Reportedly the "first human" study of a new bioabsorbable stent reveals no stent thrombosis at 6 months of follow-up and a low rate of major adverse cardiac events (MACE), reported Patrick Serruys, MD, PhD, pictured right, at the 2007 American College of Cardiology annual scientific session.
Late stent thrombosis has been the Achilles’ heel of drug-eluting stents (DES), and has tempered the initial enthusiasm that greeted them. A lack of re-endothelialization, impairing healing of the artery, has been blamed for the enhanced stent thrombosis risk with DES. A fully absorbable stent has been designed that is slowly metabolized by the artery, leaving a healed natural coronary artery behind.

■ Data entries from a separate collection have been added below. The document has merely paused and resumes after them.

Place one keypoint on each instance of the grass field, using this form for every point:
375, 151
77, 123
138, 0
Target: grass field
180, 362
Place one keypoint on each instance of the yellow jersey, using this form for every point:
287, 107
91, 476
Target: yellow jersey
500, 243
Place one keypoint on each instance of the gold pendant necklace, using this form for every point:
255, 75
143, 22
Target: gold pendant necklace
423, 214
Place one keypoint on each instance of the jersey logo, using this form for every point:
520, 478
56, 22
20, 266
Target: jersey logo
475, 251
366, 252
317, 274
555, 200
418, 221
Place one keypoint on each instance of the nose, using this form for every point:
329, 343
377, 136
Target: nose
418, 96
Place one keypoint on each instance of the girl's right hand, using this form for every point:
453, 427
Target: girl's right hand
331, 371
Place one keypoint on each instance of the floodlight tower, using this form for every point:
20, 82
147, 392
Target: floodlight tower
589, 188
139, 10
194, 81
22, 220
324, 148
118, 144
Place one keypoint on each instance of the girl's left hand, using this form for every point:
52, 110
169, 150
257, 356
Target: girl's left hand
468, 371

Dr. Serruys presented results from the first 30 patients to receive the bioabsorbable stent. The stent is coated with a polymer made of polylactic acid that controls release of the antiproliferative drug it contains (everolimus). In animal studies, dissolution time has been 12 to 18 months. "We can’t compare the dissolution of the stent in humans with animals," said Dr. Serruys, professor of interventional cardiology, Interuniversity Cardiological Institute of The Netherlands and the Erasmus University. "The vessel wall of a patient with atherosclerosis is more complex."
The first 30 patients in whom the bioabsorbable stent was deployed had single de novo stenoses averaging 8.66 mm in length. At 30 days, procedural success was 100%, without stent thrombosis and a 0% incidence of MACE.

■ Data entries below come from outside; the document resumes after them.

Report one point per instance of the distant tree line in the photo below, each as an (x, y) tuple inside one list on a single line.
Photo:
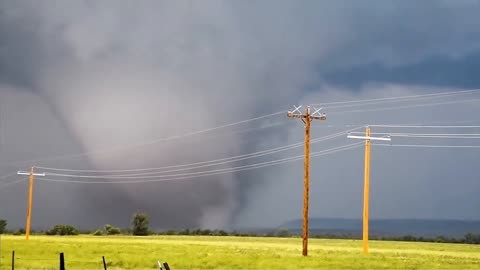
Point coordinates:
[(140, 226)]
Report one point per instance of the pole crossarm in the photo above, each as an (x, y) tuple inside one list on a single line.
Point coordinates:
[(369, 138), (307, 118)]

Six-month angiographic follow-up showed that the stent "retracted" by approximately 15% "but inhibition of tissue within the stent was equal to or better than that with metal stents," he said. It is not yet clear whether this reduction in stent area is related to stent absorption or the structural design of the stent. An updated design that offers a more homogenous distribution of the stent’s struts may offer better resistance to compression, he said.
At 6 months, there was a loss of 0.44 mm in the lumen area where the stent was deployed. This late loss compares favorably with that of bare metal stents (BMS) and other DES, he said. Restenosis at 6 months was 11.5% and only one patient had a cardiac event (a non-Q-wave myocardial infarction [MI]).
In a separate registry comparing DES with BMS in 12,395 stent recipients in Denmark, rates of stent thrombosis were similarly low between the two types of stents at 15 months (2.2% with BMS vs. 1.9% with DES), reported Michael Maeng, MD, right, from Aarhus University Hospital, Skejby, Denmark. The rates of MI were also similar between the two groups at 15 months-3.0% with BMS vs. 3.2% with DES.
All patients were treated with aspirin and clopidogrel for 12 months after stent implantation. Dr. Maeng noted that there was a small but statistically significant increase in the risk of stent thrombosis and MI between 12 and 15 months in the DES group, and that this increase in events with DES was probably unrelated to stopping clopidogrel at 12 months.
Patients in this registry will be followed for 2 years, and the results of this follow-up will be available later this year, Dr. Maeng said.